For I will be unto Ephraim as a lion, and as a young lion to the house of Judah: I, even I, will tear and go away; I will take away, and none shall rescue him.

Cross-references

Hosea 5:9 Parallel

In Hosea 5:9, Ephraim is laid waste on the day of reckoning — the same judgment event described as a lion tearing here.

Hosea 5:5 Parallel

In Hosea 5:5, Israel's arrogance testifies against them, leading to stumbling — the reason for the lion-like judgment here.

Hosea 13:8 Parallel

Hosea 13:8 adds bear and wild beasts, intensifying the predator imagery of tearing and devouring.

Hosea 13:7 Parallel

In Hosea 13:7, the same lion metaphor is repeated, emphasizing God's judgment as a predator against Israel.

Hosea 2:10 Parallel

In Hosea 2:10, God declares no one can rescue from his hands — matching the 'no one to rescue them' imagery here.

Amos 2:14 Parallel

Amos 2:14 also depicts the futility of escaping God's judgment—the swift cannot flee, the mighty cannot save—mirroring 'no one shall rescue'.

Psalm 7:2 Parallel

Psalm 7:2 uses nearly identical language—enemies tear like a lion with no deliverer—matching the threat here.

Psalm 50:22 Parallel

Psalm 50:22 echoes God's warning to tear the wicked with no deliverer, directly paralleling the statement here.

Isaiah 5:29 Parallel

Isaiah 5:29 uses identical imagery of a lion seizing prey with no deliverer, describing the Assyrian army as God's instrument of judgment.

Lamentations 3:10 portrays God as a lion lying in wait, reinforcing the divine predator motif.

Job 16:9 Parallel

Job 16:9 describes God tearing Job in wrath—same violent imagery of God as an adversary who tears, no rescuer.

In Ezekiel 34:11, God is a shepherd seeking his sheep, contrasting with the lion tearing and no rescuer here.

Jeremiah 25:38 compares God to a lion leaving his lair to make land desolate—strongly echoes the lion imagery and tearing away in Hosea.

Jeremiah 25:30 has the Lord roaring like a lion from on high—directly parallels the lion metaphor for God’s fierce judgment in Hosea.
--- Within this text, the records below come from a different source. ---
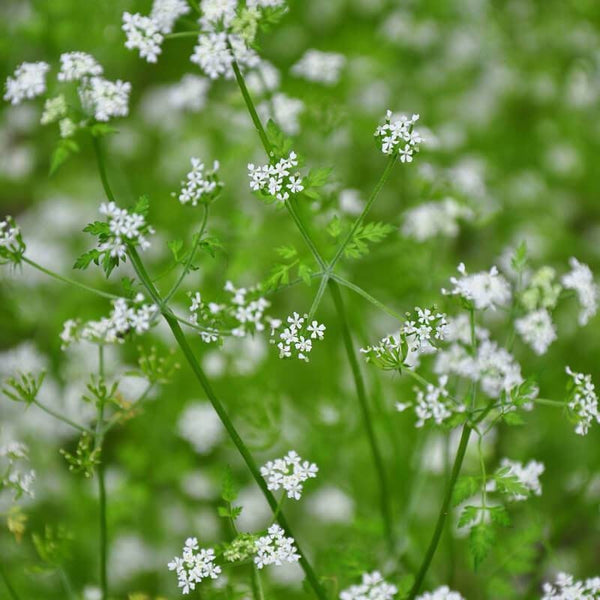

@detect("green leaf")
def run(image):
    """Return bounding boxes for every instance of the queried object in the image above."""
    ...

[82,221,110,236]
[221,466,238,503]
[89,123,117,138]
[458,505,480,528]
[133,195,150,217]
[344,221,395,259]
[488,505,511,527]
[73,249,101,271]
[494,469,529,498]
[502,411,525,426]
[469,522,496,569]
[199,236,222,258]
[266,119,292,156]
[49,139,80,175]
[306,167,332,188]
[168,239,183,261]
[276,245,297,260]
[326,216,342,238]
[297,262,313,285]
[266,263,292,289]
[452,476,480,506]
Isaiah 43:13 declares no one can deliver from God’s hand—directly echoing ‘no one to rescue them’ in Hosea, reinforcing divine sovereignty in judgment.

Isaiah 38:13 uses the same lion metaphor: God breaks bones like a lion, paralleling the tearing and crushing in Hosea’s depiction of judgment.
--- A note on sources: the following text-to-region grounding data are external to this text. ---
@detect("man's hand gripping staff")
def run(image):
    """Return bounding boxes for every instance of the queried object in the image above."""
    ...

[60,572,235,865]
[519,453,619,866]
Jeremiah 5:6 lists lions, wolves, and leopards attacking due to rebellion—parallels tearing judgment but attributes it to wild beasts, not directly to God.

Jeremiah 2:15 describes lions roaring against Israel as enemy invaders—similar destruction imagery but with lions as agents rather than God himself.

Job 10:16 Parallel

In Job 10:16, Job uses the lion-hunting metaphor for God's pursuit, mirroring the tearing action here but in personal suffering.

Amos 3:4-8 uses lion's roar as a metaphor for the certainty of God's judgment, complementing the tearing action.

Jeremiah 30:14 Related theme

Jeremiah 30:14 says God struck as an enemy, punishing cruelly—parallels harsh judgment but without explicit lion imagery.